Lastly, “The Waste Land” by Eliot also showcases his musicality through poetry. The poem contains many auditory scenes full of dialogue. Dialogue is a central part of this poem with different voices and multiple speakers contributing to the symphony of sound. A Game Of Chess is filled with back and forth dialogue between a husband and wife containing melodic rhythm such as “Speak to me. Why do you never speak. Speak. What are you thinking of? What thinking? What? I never know what you are thinking. Think.” From this broken and repetitive dialogue it is easy to hear the frustrated tone of the wife’s voice as she speaks quickly and wildly. The juxtaposition of the husbands answer is obvious as he says “I think we are in rats’ alley Where the dead men lost their bones.” His speech is articulate, controlled and almost rhythmically slow. The juxtaposition of these two voices creates well balanced music, the wife offers sharp, rapid noise while the husband speaks in smooth mellow tones.

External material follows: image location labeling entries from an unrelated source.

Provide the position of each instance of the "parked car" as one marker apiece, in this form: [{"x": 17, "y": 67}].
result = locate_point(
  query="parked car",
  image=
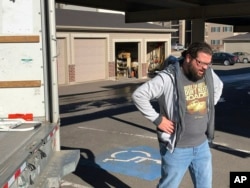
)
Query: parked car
[
  {"x": 244, "y": 57},
  {"x": 177, "y": 47},
  {"x": 224, "y": 58}
]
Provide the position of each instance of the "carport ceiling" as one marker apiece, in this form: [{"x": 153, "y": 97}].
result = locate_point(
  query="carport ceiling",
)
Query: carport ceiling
[{"x": 231, "y": 12}]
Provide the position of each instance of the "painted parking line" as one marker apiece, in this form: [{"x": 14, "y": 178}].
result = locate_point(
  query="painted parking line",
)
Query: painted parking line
[{"x": 142, "y": 162}]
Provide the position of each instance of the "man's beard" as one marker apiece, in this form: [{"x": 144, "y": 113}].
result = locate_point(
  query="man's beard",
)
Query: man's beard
[{"x": 192, "y": 73}]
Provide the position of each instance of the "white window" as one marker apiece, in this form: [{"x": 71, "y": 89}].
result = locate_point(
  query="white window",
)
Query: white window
[
  {"x": 228, "y": 29},
  {"x": 215, "y": 29}
]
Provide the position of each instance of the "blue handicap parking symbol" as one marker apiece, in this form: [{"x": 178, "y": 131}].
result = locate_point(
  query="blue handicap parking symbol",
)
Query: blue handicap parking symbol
[{"x": 142, "y": 162}]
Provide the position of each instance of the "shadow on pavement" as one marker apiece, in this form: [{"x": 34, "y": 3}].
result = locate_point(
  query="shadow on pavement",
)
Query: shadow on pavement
[
  {"x": 230, "y": 151},
  {"x": 92, "y": 173}
]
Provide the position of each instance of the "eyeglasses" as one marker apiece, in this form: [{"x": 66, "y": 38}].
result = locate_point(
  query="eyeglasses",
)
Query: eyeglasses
[{"x": 202, "y": 64}]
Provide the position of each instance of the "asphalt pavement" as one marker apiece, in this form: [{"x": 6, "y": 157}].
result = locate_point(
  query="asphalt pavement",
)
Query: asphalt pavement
[{"x": 119, "y": 147}]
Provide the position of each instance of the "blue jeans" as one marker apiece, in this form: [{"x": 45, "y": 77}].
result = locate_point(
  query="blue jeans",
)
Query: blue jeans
[{"x": 174, "y": 166}]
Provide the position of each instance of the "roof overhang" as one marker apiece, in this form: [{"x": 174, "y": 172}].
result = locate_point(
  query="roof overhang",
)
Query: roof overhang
[{"x": 235, "y": 12}]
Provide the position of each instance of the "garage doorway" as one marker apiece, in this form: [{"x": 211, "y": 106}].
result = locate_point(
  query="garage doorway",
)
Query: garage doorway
[{"x": 127, "y": 57}]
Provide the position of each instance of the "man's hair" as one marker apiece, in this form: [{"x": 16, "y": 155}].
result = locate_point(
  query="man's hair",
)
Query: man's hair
[{"x": 196, "y": 47}]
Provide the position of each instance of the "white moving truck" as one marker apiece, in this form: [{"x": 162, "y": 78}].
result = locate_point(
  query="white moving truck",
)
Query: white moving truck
[{"x": 30, "y": 154}]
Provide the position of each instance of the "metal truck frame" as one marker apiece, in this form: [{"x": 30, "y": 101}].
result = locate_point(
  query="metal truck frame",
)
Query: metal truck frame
[{"x": 29, "y": 91}]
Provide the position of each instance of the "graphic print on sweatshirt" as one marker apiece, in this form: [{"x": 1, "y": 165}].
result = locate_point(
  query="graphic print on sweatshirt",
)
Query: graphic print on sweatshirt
[{"x": 196, "y": 98}]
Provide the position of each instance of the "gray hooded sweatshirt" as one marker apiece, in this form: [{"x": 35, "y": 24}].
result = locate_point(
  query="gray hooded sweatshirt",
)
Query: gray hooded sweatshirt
[{"x": 168, "y": 89}]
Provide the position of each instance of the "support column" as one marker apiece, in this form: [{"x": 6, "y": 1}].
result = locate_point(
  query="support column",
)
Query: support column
[{"x": 198, "y": 30}]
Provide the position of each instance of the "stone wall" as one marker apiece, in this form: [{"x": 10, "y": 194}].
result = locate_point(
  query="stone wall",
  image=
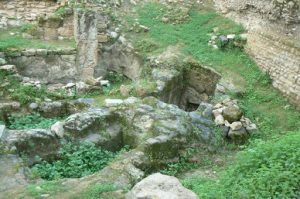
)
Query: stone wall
[
  {"x": 17, "y": 12},
  {"x": 273, "y": 38},
  {"x": 48, "y": 66},
  {"x": 281, "y": 60}
]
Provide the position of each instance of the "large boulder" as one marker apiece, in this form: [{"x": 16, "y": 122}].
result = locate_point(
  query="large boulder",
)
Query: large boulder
[
  {"x": 232, "y": 113},
  {"x": 161, "y": 187},
  {"x": 158, "y": 129}
]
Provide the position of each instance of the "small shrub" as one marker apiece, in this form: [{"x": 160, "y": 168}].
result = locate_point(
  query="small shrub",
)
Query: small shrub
[
  {"x": 115, "y": 78},
  {"x": 182, "y": 165},
  {"x": 95, "y": 191},
  {"x": 34, "y": 121},
  {"x": 75, "y": 161},
  {"x": 267, "y": 169}
]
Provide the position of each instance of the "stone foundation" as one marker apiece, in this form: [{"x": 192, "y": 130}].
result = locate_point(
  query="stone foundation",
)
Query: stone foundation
[
  {"x": 17, "y": 12},
  {"x": 273, "y": 38},
  {"x": 49, "y": 66}
]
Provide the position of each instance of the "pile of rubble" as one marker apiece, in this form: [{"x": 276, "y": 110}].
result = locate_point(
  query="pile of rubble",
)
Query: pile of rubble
[
  {"x": 230, "y": 117},
  {"x": 217, "y": 40}
]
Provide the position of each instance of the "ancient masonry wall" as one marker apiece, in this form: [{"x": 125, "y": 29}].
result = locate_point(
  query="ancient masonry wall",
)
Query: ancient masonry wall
[
  {"x": 49, "y": 66},
  {"x": 282, "y": 61},
  {"x": 17, "y": 12},
  {"x": 273, "y": 38}
]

This conversation also contributes to be meaning of the poem as the husband speaks of the baron, deserted “rats’ alley” full of “dead men”, connecting with the “wasteland” scenery which the title describes. The poet uses these tools to enhance the meaning of words and to intensify the mood.
The Fire Sermon also posses an abundance of musical aspects such as aesthetic descriptions which add noise to the poem and creates realism like “… the wind crosses the brown land…” and “A rat crept through the vegetation dragging its slimy belly on the bank”, as in this instance the rat is used to represent the decay and death throughout “The Waste Land”. Eliot also creates music by using euphonic words to imitate the sounds of various things such as “Twit twit twit Jug jug jug jug jug jug…” which the reader can assume is Eliot’s onomatopoeically describing the sounds of birdsong. This section of the poem is written as a sorrowful lament as the speaker “wept” beside the riverbank, setting the tone as a musical requiem. Eliot uses creates melodious rhythm with the lines “Sweet Thames, run softly till I end my song, Sweet Thames run softly, for I speak not loud or long.” This like adds rhyme to the poem while also conveying a clear message that the speaker is in pain and needs to weep about his grief, relating to the theme of sorrow in this poem. Eliot’s use of grammar and structure also impact on the melodious rhythm.
In summation, T.S Eliot uses a plethora of poetic techniques such as aesthetic descriptions, onomatopoeia and rhythm through repetition and structure to create euphonious and harmonious melodies. The modernist poet treats his poems as an orchestra, with many voices and speakers contributing to the symphony of sound. This is why I believe T.S Eliot to be poet who creates musical sounding poetry.